These theories for groups of people based on their racial affiliation can produce spurious 
conclusions that masks important relationships and can lead to biased and misleading 
conclusions. Specifically, use of race as a ‘cause’ for lower standardized achievement scores, 
high school GPAs, and degree completion rates in higher education is incorrect. When race is 
used in correlation with or to predict these outcomes, the researcher assumes that race is a well- 
understood, fixed concept that is both observed and behaves in a uniform manner (Zuberi, 2001). 
However, qualitative and quantitative research contradicts this treatment of race. For example, 
Teranishi (2010) presents multiple scenarios of Asian American students, the varied experiences 
and differential post-secondary outcomes. In a related fashion, work by Massey and colleagues 
(2007) highlights differences in the experiences and outcomes of Black students whose 
forefathers were American born slaves and those whose were not. 

Purpose / Objective / Research Question / Focus of Study: 

Description of the focus of the research. 

This paper asks, how do doctoral students understand the use of race variables in 
statistical modeling?

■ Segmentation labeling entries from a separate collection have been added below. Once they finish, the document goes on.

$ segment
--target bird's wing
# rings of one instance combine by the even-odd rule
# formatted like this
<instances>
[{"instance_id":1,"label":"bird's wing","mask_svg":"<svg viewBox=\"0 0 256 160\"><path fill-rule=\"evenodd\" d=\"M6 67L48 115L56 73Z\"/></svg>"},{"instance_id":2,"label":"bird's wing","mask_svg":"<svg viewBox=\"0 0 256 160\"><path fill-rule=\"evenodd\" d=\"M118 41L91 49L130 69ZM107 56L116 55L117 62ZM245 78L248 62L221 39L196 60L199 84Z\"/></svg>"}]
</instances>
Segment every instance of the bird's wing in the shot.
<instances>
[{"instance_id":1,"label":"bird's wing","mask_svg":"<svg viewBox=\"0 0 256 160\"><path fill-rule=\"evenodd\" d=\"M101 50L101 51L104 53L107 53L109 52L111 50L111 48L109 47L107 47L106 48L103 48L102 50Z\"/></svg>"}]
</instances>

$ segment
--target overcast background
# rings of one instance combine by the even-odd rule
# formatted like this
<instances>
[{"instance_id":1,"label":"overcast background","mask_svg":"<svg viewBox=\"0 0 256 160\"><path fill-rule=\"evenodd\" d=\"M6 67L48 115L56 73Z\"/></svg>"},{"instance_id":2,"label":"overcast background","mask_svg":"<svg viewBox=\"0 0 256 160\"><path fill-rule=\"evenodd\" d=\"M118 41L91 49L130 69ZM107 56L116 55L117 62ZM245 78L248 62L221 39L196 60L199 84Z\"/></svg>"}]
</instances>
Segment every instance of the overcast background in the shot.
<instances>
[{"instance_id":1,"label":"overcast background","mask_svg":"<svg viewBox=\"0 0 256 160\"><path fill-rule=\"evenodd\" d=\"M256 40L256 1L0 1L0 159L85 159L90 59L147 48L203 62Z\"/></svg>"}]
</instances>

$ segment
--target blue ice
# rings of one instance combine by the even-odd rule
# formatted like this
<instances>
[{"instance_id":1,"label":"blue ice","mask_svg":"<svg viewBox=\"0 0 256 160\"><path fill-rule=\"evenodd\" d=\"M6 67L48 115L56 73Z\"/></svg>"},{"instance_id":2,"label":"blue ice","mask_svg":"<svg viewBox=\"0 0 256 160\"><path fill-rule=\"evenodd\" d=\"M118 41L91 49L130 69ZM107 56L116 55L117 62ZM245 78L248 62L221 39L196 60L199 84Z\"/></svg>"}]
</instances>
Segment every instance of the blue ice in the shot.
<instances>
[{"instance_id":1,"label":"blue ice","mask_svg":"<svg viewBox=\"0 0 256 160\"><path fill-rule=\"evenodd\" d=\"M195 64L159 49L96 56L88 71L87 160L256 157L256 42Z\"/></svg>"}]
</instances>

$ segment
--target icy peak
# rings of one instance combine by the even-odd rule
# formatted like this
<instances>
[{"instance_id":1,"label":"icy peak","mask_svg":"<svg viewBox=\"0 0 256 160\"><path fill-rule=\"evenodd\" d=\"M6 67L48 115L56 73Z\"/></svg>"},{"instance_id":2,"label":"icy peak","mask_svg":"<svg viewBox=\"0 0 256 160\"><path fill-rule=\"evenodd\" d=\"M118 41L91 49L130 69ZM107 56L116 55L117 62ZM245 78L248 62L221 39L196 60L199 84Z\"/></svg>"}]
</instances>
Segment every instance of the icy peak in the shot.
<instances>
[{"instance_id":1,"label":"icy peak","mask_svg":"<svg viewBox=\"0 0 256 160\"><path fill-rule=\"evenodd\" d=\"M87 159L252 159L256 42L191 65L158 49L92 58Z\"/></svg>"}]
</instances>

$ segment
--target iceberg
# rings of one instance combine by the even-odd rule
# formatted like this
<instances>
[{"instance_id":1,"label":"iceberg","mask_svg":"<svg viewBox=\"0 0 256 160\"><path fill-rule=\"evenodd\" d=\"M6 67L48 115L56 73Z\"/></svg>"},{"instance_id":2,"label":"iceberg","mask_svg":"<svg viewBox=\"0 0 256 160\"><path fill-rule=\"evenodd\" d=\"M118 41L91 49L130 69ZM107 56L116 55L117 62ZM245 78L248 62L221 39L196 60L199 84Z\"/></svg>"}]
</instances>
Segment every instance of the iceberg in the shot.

More specifically, it examines how doctoral students at two universities are 
trained to define, operationalize, and analyze race variables. 

Setting: 

Description of the research location. 

Two highly-selective graduate schools of education where students are engaged in 
advanced statistical methods courses. 

Population / Participants / Subjects: 

Description of the participants in the study: who, how many, key features, or characteristics. 

We interviewed students and instructors in addition to conducting a document analysis of 
their texts and syllabus. 

We interviewed six advanced doctoral students from each university who study education 
and have taken an advanced statistics course, defined as regression analysis, multi-level 
modeling, or other advanced courses. These students were randomly selected from the pool of 
doctoral students who have completed their course work. 

We interviewed three instructors from each university who teach advanced statistical 
methods. Again, the process for selection was random. 

We collected the syllabus and texts used by all interviewees in their advanced statistics 
courses.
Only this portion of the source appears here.